The equation for calculating the heat flow by convection is

$P_{C} = \alpha \cdot A \cdot \Delta T$

The heat transfer coefficient for air (or in general for gases) with free convection is between

$\alpha_{min} = 3 \frac{W}{m^2K}$

$\alpha_{max} = 20 \frac{W}{m^2K}$

The temperature difference between the housing wall and the ambient air is

$\Delta T = 10 K$

This means that the heat flow actually dissipated by convection is in the range of

$P_{C} = 34 ... 224 W$

This means that in the worst case the surface temperature will rise above the desired 40 ° C.

### Constructive measures

Various constructive measures are conceivable to dissipate the heat. A simple approach is to increase the surface area.

In order to determine the necessary area, the equations for the heat flow through convection and the heat flow through radiation are now combined to form a total heat flow and the most unfavorable coefficients are used (this overall calculation could also be used straight away
at the beginning to determine the resulting temperature difference). The given power of the heat source is used as the heat flow, the equation can then be changed according to the required area.

$P_{total} = α_{min} \cdot A_{req} \cdot ΔT + A_{req} \cdot T^4 \cdot ε_{min} \cdot σ$

$A_{req} = 1.52 m^2$

How can this be implemented constructively? A cheap solution would be to design the side walls as cooling fins. However, this means that additional installation space is required.

Suppose a cooling fin is 10 mm deep and 2 mm wide. This is the area that it also contributes to the existing geometry

$A_{F} = 8000mm^2$

The necessary number of cooling fins results from

$n_{F} = \frac{A_{req}-A}{A_F} \approx 50$

These cooling fins can be distributed anywhere on the side walls of the device. Compact on one page it could look like this, for example:

The heat dissipation to the outside would thus be solved. But is that enough?

### Checking the internal temperature

In order to reach a surface temperature of 40° C, the heat has to overcome the thermal resistance of the outer wall. To do this, the inside temperature must be higher than the outside temperature. It is a heat transfer through a flat wall, which can be calculated according to the following equation.
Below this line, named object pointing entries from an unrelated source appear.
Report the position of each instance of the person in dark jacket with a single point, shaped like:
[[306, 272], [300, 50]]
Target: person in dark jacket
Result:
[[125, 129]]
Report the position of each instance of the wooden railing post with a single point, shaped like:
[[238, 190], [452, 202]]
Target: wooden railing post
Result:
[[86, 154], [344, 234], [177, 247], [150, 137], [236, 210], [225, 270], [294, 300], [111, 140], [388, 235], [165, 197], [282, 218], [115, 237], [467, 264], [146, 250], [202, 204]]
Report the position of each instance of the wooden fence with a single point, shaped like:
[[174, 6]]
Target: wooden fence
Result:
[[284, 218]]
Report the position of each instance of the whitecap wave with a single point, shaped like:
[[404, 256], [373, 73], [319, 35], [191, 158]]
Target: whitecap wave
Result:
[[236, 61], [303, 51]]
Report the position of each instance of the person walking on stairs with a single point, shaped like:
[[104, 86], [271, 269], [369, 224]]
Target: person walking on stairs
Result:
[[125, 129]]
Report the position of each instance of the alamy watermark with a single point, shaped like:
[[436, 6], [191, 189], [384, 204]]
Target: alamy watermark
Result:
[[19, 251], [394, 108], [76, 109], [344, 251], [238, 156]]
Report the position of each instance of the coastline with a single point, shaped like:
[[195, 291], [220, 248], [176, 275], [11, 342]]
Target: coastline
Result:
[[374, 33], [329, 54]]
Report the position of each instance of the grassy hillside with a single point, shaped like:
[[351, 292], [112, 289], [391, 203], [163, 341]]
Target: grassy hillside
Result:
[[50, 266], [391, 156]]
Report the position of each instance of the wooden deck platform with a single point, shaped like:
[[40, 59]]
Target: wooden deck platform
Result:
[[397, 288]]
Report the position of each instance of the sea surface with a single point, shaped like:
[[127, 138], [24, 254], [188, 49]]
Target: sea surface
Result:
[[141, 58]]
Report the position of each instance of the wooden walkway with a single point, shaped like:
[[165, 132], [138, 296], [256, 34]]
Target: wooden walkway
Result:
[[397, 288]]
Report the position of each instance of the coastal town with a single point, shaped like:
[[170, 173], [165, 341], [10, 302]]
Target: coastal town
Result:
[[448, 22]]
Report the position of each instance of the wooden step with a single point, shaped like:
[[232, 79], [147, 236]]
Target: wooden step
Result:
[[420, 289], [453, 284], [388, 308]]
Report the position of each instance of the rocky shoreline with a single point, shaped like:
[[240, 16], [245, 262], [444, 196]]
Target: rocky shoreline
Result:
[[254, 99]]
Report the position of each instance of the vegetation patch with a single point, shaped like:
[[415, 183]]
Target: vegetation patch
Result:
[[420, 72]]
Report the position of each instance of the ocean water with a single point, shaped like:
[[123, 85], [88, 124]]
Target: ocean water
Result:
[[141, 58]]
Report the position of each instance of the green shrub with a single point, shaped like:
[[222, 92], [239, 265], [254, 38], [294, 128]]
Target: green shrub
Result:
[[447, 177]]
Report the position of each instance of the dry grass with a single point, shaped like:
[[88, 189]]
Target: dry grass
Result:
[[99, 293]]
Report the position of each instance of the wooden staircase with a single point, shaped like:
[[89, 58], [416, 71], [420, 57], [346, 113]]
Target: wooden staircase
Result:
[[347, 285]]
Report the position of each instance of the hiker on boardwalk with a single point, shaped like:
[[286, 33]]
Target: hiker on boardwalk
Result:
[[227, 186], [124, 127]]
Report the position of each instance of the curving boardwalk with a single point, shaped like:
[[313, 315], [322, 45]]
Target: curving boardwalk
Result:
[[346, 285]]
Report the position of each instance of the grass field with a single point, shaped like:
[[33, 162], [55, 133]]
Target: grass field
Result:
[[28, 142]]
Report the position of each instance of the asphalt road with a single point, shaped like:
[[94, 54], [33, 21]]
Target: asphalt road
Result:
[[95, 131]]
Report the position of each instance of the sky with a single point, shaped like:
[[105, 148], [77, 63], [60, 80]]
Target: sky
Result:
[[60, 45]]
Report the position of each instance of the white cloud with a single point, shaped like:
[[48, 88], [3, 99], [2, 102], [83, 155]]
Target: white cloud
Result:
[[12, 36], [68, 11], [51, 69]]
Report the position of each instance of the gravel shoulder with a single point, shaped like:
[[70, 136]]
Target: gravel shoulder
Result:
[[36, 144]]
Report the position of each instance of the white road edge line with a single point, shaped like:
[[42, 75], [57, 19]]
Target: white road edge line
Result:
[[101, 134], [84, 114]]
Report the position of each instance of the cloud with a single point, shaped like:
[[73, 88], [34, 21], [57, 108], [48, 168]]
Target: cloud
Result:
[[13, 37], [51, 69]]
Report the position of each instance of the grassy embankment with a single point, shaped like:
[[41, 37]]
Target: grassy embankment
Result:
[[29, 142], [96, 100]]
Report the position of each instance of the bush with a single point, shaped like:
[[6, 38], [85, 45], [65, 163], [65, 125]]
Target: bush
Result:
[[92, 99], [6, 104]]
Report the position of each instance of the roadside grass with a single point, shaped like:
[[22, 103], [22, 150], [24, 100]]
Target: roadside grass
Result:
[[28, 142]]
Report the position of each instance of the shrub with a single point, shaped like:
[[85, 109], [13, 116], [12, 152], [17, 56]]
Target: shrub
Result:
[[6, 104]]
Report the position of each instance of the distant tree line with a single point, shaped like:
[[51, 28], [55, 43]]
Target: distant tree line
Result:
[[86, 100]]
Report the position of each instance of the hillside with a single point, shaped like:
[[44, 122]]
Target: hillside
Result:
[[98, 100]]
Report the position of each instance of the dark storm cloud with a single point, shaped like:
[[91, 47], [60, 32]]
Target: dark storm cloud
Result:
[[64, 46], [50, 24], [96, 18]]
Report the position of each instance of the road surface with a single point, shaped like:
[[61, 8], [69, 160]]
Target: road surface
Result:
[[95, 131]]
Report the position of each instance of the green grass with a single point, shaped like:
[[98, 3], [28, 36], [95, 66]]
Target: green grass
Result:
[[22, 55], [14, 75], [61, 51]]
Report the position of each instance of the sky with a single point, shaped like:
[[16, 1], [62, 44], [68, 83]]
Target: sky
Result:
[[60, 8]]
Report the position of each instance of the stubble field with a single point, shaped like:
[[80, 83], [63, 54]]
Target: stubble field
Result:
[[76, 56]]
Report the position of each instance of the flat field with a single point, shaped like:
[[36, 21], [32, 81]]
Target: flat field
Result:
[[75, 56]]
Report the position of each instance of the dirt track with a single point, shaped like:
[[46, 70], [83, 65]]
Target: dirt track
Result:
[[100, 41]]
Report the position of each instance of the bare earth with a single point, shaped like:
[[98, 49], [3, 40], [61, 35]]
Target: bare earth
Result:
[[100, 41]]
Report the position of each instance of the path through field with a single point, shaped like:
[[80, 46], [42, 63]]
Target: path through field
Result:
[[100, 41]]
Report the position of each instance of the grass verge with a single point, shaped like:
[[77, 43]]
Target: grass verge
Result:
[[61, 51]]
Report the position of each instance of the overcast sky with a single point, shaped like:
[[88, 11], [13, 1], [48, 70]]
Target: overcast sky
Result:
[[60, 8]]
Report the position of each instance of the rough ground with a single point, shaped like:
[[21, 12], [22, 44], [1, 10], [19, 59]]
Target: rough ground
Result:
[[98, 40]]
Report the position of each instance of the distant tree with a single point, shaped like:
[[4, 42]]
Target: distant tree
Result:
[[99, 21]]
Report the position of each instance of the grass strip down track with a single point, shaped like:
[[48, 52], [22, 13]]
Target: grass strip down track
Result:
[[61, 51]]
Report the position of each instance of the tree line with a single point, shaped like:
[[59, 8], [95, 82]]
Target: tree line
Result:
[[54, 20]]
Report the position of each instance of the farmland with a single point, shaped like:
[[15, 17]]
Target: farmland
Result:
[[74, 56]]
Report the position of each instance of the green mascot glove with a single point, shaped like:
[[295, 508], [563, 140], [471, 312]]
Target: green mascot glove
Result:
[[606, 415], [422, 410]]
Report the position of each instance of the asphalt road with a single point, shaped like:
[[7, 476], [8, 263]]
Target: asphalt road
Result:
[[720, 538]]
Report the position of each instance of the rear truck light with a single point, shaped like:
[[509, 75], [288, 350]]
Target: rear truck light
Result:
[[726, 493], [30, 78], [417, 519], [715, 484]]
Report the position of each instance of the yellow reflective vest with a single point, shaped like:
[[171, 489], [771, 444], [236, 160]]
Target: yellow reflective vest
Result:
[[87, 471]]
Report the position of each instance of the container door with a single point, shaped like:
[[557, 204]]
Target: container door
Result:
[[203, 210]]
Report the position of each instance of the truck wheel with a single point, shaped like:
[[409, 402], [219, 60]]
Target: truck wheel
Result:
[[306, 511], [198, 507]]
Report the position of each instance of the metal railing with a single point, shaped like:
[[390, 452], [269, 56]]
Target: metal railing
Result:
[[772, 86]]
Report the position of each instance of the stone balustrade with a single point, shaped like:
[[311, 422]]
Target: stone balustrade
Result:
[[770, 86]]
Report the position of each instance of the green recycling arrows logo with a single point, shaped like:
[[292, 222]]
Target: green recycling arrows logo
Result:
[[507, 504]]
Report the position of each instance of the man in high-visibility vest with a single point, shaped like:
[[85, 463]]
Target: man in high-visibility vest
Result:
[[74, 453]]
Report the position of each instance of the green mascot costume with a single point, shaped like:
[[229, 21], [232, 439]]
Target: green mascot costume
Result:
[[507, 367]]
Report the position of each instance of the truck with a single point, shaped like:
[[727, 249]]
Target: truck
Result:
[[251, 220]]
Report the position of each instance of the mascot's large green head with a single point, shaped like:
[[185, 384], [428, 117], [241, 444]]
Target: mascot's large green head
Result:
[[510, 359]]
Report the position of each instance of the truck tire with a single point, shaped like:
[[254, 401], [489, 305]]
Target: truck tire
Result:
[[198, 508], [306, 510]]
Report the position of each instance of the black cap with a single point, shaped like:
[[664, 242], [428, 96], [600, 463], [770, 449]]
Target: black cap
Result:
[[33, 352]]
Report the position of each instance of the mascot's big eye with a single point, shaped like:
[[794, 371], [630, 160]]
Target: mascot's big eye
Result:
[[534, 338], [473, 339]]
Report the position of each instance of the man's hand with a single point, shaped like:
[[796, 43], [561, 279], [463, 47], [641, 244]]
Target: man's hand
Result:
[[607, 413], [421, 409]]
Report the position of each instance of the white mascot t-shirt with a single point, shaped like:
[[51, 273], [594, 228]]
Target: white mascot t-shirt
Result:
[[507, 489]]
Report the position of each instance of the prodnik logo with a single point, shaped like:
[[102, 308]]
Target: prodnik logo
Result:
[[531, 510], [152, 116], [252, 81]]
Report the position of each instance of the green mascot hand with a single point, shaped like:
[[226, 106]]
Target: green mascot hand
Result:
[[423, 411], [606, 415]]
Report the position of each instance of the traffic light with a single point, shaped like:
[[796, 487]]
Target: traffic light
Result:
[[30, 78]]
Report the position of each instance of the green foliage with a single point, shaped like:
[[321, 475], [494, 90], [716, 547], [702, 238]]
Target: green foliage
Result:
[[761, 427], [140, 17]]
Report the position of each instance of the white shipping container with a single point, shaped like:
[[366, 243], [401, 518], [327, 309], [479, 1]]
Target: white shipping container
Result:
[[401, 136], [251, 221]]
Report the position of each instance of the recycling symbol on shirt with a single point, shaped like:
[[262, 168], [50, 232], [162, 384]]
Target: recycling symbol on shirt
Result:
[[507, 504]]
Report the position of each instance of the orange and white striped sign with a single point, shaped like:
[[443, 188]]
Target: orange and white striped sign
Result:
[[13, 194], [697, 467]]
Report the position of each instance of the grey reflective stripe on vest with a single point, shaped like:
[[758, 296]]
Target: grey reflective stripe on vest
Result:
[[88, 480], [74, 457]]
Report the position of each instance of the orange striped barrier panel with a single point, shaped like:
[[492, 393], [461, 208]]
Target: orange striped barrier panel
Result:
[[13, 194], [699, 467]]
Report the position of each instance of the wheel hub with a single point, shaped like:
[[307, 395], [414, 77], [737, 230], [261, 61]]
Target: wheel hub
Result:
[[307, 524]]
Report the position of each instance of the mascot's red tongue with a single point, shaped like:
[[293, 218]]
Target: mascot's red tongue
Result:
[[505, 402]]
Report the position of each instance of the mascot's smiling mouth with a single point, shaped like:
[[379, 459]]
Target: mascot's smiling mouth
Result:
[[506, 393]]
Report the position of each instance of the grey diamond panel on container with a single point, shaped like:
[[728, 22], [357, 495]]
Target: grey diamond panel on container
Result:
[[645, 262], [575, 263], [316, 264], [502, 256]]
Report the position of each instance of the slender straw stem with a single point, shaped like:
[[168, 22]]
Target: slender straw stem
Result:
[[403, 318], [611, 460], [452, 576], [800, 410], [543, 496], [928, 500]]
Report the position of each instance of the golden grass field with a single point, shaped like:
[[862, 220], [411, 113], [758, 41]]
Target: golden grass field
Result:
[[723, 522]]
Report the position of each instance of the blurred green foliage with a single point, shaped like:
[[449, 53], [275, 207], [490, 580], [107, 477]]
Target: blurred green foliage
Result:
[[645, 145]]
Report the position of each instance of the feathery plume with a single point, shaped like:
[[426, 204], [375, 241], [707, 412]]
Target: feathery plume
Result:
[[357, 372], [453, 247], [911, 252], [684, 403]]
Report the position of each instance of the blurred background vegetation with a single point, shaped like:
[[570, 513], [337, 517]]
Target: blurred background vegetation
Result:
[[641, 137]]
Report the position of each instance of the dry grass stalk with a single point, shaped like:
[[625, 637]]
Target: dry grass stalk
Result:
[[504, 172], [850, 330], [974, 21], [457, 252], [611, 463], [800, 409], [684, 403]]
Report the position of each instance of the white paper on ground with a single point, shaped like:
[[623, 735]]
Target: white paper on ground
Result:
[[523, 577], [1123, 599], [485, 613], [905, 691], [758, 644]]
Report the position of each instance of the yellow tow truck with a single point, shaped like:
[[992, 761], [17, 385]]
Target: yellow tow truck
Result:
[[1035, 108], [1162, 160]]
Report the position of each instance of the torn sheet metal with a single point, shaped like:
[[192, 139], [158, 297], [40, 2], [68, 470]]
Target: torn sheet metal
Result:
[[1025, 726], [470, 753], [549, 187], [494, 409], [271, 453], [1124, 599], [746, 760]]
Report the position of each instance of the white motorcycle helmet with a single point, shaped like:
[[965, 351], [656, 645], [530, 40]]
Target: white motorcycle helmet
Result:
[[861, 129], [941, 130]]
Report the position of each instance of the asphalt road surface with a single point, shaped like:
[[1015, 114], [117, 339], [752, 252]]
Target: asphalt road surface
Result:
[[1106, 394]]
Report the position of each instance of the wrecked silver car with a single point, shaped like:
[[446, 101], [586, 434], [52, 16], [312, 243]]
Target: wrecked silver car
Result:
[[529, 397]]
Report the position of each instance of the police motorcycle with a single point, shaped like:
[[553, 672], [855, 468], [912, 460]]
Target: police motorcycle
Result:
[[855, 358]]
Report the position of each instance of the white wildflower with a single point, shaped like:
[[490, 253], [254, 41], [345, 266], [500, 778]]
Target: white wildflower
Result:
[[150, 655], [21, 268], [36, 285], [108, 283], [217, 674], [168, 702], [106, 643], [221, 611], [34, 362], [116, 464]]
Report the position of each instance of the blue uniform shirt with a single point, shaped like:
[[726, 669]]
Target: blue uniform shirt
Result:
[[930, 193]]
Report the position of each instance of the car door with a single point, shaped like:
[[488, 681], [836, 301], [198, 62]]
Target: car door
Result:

$P_{total} = k \cdot A \cdot \left( T_i - T_o \right)$

Ti is the inside temperature, To the outside temperature. The term kA is calculated from the sum of the individual resistances; here it must again be taken into account that the heat transfer coefficients can assume minimum and maximum values.

$\frac{1}{k \cdot A} = \frac{1}{\alpha_i A} + \frac{\delta}{\lambda A} + \frac{1}{\alpha_o A}$

The thermal conductivity for aluminum is approx. 200 W / (mK), δ is the wall thickness of the housing wall with 5 mm. With these values, the following possible internal temperatures result, particularly depending on the heat transfer coefficient

$T_i = 79°C ... 303°C$

Whether these values are permissible depends on what is supposed to happen inside the device. In the case of electronic components, values of 65 ° C should not be exceeded, i.e. in this case active cooling, i.e. possibly a fan, would have to be used in any case. If a fan is used, the cooling fins described above could then also be dispensed with, in particular since the movement of air on the inner wall of the housing results in a more favorable heat transfer coefficient.

### Determination of the required air flow

It makes sense to also set a limit value for the temperature of the exhaust air. As an approximation to the maximum permissible surface temperature, 50° C is selected here. This means that the temperature range for the removal of heat is 20 K. With the specific heat capacity of cp = 1.001 kJ / (kgK) and a density of ρ = 1.293 kg / m3 for air (one could still look more closely here depending on the air humidity perform) the following volume flow results:

$P_{total} = \dot{V} \cdot \rho \cdot c_p \cdot \Delta T$

$\dot{V} = 0.023 \frac{m^3}{s}$

Assuming a fan diameter of 150 mm, the flow velocity is thus v = 1.3 m / s. These values are within a reasonable range, especially since it is to be expected that not all of the heat output has to be dissipated via the fan.

## Summary

This completes the rough determination of the thermal conditions. The required temperatures can be maintained if active air cooling with a fan is used.

A simulation calculation should be used for more detailed considerations.